Im sorry
I know this is a poem book, but I'm writing my feelings in here as well it doesn't need to be a poem to tell you how I feel or what I think.
I'm here to apologize to the people I feel like I've hurt or to the people I've fail or to the ones I feel like I've hurt and failed, I'm called worthless and pathetic and I put on a strong armor to hide the fact that I'm hurting I lock all of my pain in the back of my mind and I try to act like I don't care what people think of me and I try to hold in all the emotions and tears and screamed I want to let out and doing so I feel like I've become a different person but I don't know I feel like I've hurt and failed so many people I love and care about.

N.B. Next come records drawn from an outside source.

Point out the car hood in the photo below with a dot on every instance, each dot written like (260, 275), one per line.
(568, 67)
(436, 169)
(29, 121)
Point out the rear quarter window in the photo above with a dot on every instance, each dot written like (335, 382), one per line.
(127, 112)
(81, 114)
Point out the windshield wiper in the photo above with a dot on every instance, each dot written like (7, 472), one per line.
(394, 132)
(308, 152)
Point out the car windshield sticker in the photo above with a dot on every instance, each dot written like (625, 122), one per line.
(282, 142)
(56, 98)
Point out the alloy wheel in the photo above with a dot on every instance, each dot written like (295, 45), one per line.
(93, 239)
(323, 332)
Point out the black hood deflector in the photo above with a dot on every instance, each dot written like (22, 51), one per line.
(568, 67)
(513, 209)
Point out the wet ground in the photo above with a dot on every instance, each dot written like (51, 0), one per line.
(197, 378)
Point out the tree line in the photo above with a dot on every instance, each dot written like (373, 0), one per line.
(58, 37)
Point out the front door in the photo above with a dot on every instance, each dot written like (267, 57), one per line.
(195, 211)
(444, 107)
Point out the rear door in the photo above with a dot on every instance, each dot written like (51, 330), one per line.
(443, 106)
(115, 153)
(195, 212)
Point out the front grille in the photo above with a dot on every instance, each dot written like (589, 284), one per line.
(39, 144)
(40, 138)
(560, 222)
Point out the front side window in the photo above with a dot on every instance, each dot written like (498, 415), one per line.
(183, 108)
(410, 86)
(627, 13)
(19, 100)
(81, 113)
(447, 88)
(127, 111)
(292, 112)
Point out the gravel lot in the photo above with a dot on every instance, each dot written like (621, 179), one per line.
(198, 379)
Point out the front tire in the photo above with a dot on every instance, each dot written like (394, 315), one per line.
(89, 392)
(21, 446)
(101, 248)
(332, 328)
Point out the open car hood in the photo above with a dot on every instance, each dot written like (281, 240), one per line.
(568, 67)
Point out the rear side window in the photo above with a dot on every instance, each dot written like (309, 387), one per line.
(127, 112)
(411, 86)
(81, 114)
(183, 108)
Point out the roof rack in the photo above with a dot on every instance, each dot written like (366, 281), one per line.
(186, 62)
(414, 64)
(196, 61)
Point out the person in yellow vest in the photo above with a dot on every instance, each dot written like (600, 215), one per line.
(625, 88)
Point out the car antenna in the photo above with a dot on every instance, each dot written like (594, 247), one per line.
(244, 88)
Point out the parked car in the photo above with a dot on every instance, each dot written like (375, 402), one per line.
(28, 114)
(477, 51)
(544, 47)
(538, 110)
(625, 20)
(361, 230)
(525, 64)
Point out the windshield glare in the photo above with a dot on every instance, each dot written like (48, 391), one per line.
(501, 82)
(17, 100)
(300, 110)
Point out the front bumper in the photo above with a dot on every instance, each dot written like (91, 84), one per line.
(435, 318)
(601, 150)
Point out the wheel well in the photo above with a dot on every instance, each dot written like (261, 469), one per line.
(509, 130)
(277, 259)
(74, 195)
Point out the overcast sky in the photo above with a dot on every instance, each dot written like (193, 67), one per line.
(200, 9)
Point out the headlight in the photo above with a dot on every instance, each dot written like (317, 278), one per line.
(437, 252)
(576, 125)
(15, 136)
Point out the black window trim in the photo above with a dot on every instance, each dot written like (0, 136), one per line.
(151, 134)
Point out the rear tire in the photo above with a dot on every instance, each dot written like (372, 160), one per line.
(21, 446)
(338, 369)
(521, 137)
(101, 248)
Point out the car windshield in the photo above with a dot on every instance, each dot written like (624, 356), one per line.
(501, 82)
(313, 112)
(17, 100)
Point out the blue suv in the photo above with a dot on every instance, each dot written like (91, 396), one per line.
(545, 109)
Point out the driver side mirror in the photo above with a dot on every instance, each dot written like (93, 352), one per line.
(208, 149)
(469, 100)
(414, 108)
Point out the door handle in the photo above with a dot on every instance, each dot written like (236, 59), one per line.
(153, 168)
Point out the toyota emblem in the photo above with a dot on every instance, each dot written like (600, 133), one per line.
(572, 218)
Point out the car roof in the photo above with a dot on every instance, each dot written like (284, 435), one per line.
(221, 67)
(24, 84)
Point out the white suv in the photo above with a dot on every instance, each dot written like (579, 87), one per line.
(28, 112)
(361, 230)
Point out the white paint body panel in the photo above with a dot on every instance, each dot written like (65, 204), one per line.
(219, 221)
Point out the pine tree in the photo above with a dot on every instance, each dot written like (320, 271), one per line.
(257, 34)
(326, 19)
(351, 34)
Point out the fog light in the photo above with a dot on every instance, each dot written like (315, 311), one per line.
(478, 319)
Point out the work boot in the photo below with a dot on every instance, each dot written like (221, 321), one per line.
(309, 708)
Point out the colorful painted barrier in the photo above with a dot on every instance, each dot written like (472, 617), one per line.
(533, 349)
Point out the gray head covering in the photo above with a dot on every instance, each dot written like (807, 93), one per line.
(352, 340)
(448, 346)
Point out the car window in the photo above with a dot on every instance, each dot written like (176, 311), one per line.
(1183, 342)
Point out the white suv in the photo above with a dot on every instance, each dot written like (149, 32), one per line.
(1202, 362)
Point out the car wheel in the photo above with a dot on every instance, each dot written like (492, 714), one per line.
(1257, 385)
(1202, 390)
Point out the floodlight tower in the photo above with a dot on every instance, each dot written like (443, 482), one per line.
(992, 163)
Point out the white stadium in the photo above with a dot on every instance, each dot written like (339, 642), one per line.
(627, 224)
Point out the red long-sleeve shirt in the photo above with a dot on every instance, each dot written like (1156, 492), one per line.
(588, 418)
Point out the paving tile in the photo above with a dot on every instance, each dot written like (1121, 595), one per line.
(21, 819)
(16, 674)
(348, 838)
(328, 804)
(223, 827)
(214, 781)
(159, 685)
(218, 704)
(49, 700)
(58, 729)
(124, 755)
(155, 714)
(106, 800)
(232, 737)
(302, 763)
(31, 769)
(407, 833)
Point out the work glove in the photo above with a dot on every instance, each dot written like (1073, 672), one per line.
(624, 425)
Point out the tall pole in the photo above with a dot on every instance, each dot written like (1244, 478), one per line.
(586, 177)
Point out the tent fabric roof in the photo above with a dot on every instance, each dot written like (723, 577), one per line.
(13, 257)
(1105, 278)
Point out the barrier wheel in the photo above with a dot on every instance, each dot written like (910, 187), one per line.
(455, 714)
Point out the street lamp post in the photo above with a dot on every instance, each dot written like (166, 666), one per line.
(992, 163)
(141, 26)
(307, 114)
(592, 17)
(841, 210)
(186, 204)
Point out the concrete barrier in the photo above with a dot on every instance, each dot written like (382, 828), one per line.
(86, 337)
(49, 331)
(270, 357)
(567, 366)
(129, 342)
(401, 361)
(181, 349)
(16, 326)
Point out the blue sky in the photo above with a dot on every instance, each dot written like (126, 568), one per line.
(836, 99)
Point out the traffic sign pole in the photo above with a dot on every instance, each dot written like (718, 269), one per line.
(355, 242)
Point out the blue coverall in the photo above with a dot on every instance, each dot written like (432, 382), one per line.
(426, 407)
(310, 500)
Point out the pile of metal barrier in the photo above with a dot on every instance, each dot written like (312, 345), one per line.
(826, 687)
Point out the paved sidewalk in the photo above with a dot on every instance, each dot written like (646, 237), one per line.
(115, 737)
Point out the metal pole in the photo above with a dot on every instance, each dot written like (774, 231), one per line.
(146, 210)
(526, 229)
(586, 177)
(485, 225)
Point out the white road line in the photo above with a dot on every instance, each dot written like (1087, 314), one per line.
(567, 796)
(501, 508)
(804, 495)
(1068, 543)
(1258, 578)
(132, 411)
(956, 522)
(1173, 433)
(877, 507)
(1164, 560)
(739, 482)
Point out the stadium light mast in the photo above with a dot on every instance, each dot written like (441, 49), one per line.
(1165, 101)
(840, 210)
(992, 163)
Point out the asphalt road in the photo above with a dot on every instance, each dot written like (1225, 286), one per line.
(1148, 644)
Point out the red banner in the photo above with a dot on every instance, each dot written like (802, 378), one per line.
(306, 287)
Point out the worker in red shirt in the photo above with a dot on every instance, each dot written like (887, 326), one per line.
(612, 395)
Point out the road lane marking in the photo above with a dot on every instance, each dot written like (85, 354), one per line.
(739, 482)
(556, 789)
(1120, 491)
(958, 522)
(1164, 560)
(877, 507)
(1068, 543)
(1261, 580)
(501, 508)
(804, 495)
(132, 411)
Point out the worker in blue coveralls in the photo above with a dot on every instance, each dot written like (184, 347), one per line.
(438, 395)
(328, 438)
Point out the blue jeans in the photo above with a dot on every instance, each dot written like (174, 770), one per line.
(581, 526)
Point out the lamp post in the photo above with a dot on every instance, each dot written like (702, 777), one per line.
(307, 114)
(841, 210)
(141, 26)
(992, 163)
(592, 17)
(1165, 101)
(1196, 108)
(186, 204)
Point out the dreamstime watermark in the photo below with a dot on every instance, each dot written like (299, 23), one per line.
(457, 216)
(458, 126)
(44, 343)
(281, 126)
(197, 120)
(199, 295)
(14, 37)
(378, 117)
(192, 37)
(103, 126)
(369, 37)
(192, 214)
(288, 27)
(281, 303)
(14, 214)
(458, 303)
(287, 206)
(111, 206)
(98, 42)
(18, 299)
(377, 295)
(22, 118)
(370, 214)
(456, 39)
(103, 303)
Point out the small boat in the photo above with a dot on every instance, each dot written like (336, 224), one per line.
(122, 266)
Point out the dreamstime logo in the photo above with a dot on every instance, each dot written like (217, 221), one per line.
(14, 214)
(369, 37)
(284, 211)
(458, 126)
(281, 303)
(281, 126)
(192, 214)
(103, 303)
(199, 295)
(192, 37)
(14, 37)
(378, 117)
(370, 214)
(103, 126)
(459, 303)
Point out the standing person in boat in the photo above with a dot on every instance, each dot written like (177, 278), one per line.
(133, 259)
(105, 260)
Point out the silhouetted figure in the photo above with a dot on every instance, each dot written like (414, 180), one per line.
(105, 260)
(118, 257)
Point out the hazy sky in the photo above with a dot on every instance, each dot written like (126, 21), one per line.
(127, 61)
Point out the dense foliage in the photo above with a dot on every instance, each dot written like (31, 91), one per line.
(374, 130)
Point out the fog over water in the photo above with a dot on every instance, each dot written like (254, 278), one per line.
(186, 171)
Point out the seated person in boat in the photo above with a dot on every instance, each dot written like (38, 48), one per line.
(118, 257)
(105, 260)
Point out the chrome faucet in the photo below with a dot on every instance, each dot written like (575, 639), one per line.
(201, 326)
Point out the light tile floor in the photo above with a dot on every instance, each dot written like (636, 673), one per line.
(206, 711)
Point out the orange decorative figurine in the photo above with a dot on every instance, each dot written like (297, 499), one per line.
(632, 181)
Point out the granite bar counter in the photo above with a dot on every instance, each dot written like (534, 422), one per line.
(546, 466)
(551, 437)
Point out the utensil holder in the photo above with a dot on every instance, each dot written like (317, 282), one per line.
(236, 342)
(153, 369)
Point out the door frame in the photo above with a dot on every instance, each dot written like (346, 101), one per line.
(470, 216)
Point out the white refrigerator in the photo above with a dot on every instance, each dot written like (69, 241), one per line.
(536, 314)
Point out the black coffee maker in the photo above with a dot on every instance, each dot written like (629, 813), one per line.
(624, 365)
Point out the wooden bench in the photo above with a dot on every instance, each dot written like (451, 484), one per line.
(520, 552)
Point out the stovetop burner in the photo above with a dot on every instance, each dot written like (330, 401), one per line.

I used to think about eliminating myself throwing all that I am into a black abyss making it seem as thou I never existed in the first place and the reason I felt that way was because I never felt like I was welcome here like I was never meant to be here in the first place, but recently I've been trying to push all of that away I've been trying to hold up the cracking armor I've been trying to hold down the locked chest of emotions and pain and tears and memories but I don't think I can hold them back much longer, the pain will come back I know it and everything I've ever felt that I don't want to remember will cling to me and I don't want it to because all it will do is hurt the ones I love and me.
I'm sorry @Excitmentbythehart @Jewles_in_pain @Deadlymelodies @Collinster @WxnderLxnd_ I'm sorry. I'm sorry I've hurt you I'm sorry I've failed you I'm sorry I'm broken I'm sorry I'm imperfect. I'm sorry.